To avoid confusion, please remember that the comments above have a very short time horizon. Always invest with the primary trend. Gold's primary trend is up, targeting at least $3,130.00; silver's primary is up targeting 16:1 gold/silver ratio or $195.66; stocks' primary trend is down, targeting Dow under 2,900 and worth only one ounce of gold; US$ or US$-denominated assets, primary trend down; real estate bubble has burst, primary trend down.

WARNING AND DISCLAIMER. Be advised and warned:

Do NOT use these commentaries to trade futures contracts. I don't intend them for that or write them with that short term trading outlook. I write them for long-term investors in physical metals. Take them as entertainment, but not as a timing service for futures.

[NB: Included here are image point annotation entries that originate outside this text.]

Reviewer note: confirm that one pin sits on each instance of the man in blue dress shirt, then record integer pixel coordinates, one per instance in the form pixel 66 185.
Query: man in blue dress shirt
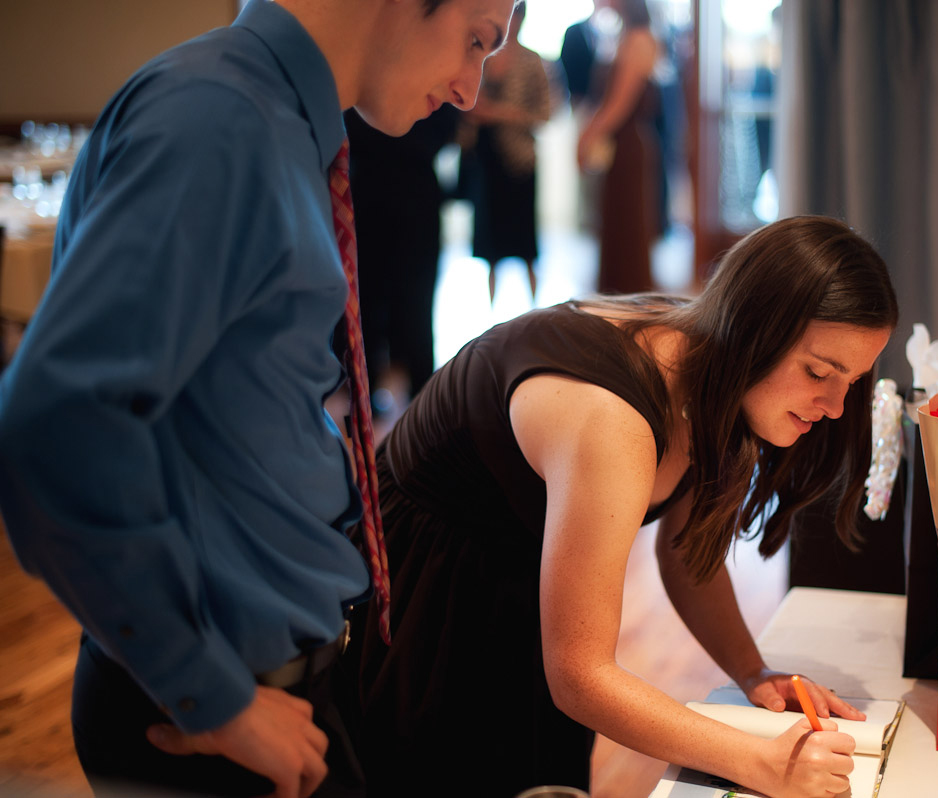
pixel 166 464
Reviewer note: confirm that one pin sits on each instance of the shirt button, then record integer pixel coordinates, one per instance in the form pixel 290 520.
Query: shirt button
pixel 187 704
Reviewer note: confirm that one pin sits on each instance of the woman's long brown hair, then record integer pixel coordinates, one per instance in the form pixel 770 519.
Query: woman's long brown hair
pixel 755 308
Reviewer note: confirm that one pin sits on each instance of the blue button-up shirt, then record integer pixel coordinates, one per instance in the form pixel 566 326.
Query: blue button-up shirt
pixel 166 464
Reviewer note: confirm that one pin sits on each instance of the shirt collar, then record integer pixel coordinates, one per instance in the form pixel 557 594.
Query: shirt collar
pixel 306 68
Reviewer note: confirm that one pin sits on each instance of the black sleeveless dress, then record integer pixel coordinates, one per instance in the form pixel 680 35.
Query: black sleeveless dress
pixel 459 704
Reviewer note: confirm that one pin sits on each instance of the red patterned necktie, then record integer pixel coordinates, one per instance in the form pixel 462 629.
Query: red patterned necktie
pixel 361 432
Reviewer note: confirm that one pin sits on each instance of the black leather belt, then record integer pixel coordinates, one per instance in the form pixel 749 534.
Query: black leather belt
pixel 308 664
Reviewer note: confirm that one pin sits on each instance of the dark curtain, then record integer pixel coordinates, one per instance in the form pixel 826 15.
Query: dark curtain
pixel 858 137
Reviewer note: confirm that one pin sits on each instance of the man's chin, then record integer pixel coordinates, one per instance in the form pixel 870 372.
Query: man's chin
pixel 390 127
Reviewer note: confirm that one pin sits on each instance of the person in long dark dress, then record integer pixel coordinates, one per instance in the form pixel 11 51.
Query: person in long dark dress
pixel 621 138
pixel 514 485
pixel 398 199
pixel 513 100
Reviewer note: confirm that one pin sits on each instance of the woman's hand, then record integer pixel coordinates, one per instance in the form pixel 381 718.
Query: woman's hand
pixel 774 690
pixel 802 763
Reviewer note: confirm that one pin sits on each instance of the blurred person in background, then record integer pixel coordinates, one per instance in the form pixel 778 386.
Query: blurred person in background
pixel 513 100
pixel 398 199
pixel 621 141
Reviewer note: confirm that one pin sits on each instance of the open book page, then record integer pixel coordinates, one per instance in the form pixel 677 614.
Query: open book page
pixel 729 705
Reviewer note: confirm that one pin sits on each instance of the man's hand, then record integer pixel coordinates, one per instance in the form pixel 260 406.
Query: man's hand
pixel 273 736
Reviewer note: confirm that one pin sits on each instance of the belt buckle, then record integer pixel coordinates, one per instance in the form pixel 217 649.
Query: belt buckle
pixel 344 637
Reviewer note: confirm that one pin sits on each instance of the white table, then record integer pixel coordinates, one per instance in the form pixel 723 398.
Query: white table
pixel 853 642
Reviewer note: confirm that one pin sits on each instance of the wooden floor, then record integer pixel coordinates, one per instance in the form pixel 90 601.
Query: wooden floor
pixel 39 641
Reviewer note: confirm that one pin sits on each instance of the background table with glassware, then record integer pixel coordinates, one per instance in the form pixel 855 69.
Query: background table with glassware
pixel 33 177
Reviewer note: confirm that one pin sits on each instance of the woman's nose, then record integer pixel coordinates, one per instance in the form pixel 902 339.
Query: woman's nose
pixel 832 402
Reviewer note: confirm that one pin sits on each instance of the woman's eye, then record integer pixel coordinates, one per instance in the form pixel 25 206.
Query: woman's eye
pixel 813 376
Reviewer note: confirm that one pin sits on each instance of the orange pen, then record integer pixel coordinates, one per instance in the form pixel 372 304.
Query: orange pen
pixel 806 705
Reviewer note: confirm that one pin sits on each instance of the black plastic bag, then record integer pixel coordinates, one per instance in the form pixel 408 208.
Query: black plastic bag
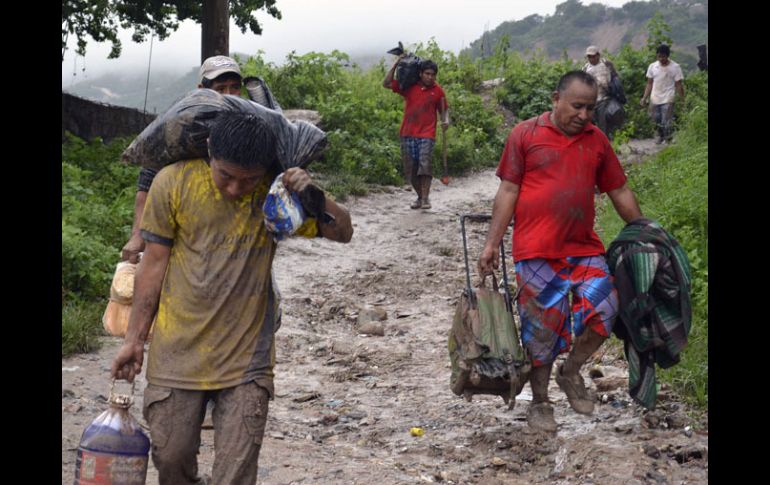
pixel 615 89
pixel 260 93
pixel 181 132
pixel 614 114
pixel 397 51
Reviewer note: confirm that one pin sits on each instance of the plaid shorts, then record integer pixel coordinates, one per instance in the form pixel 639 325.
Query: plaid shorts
pixel 418 150
pixel 544 289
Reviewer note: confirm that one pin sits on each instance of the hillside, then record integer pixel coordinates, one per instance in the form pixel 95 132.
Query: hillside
pixel 575 25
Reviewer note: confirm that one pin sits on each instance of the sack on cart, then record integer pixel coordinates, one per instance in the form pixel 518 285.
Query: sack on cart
pixel 485 350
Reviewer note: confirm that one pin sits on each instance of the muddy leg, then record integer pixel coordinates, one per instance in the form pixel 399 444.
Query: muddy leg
pixel 540 412
pixel 425 181
pixel 568 374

NOR do I recommend investing in gold or silver Exchange Trade Funds (ETFs). Those are NOT physical metal and I fear one day one or another may go up in smoke. Unless you can breathe smoke, stay away. Call me paranoid, but the surviving rabbit is wary of traps.

NOR do I recommend trading futures options or other leveraged paper gold and silver products. These are not for the inexperienced.

NOR do I recommend buying gold and silver on margin or with debt.

What DO I recommend? Physical gold and silver coins and bars in your own hands.

One final warning: NEVER insert a 747 Jumbo Jet up your nose. No, I don't.